Beijing, July 11, 2025 — Chinese tech conglomerate Alibaba is facing significant financial strain, with its market value plummeting by over $100 billion. According to a recent report by Goldman Sachs, the company is projected to incur a loss of 41 billion yuan (approximately $5.7 billion) in its food delivery unit, Ele.me, for the 12 months ending June 2025.
The report attributes the substantial loss to intensifying competition in China’s food delivery market, where Alibaba has been aggressively trying to capture market share from dominant rival Meituan. Analysts say that despite strong demand in the sector, the high operational costs and heavy discounting employed by Ele.me are severely impacting profitability.
Goldman Sachs’ projections have heightened investor concerns over Alibaba’s strategy to expand in low-margin sectors. The company, once a pioneer in China’s e-commerce revolution, is now grappling with growing losses in emerging business units, especially those outside its traditional strengths.
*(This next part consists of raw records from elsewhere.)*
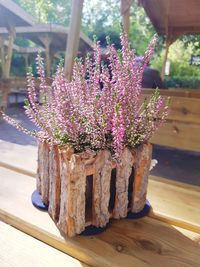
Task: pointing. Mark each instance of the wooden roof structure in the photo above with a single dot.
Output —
(52, 37)
(13, 15)
(173, 18)
(57, 35)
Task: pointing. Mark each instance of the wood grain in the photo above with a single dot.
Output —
(178, 135)
(145, 242)
(22, 250)
(183, 109)
(175, 203)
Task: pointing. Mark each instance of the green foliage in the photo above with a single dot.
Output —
(103, 18)
(182, 82)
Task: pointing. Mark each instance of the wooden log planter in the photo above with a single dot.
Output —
(89, 188)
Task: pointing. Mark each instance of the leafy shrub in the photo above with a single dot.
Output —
(101, 107)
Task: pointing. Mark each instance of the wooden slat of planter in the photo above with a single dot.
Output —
(142, 166)
(144, 242)
(101, 189)
(73, 183)
(123, 172)
(178, 135)
(54, 183)
(22, 250)
(175, 203)
(43, 166)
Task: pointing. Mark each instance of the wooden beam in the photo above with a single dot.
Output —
(140, 243)
(177, 134)
(73, 36)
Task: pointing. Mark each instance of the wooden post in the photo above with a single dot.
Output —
(165, 60)
(73, 36)
(125, 12)
(8, 57)
(46, 40)
(26, 61)
(2, 54)
(141, 167)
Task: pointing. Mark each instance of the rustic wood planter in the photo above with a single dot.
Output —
(88, 188)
China’s food delivery market, valued at over $150 billion and expected to grow further, has become a battlefield for tech giants. Meituan, which currently commands over 70% of the market, continues to strengthen its dominance through robust logistics and AI-based optimization. In contrast, Alibaba’s Ele.me has struggled to scale operations efficiently, leading to continued cash burn.
The ongoing price wars between platforms and thin profit margins are also contributing to the financial challenges. “Despite the growth of the food delivery market, achieving sustainable profitability remains a major hurdle,” the Goldman Sachs report noted.
The projected 41 billion yuan loss in Ele.me has broader implications for Alibaba’s financial health. The company has been undergoing internal restructuring, breaking up into six independently run business units to improve agility and focus. However, mounting losses in the local services segment—under which Ele.me operates—could force a strategic rethink.
Additionally, the economic slowdown in China and increased regulatory oversight have added further pressure on the company’s operations and market performance. Industry experts suggest that Alibaba may need to shift its focus back to core profitable segments or seek partnerships to mitigate growing losses.
Alibaba has not issued an official statement in response to the Goldman Sachs report. However, market analysts believe the company’s leadership will face tough questions from shareholders in the upcoming quarterly earnings call.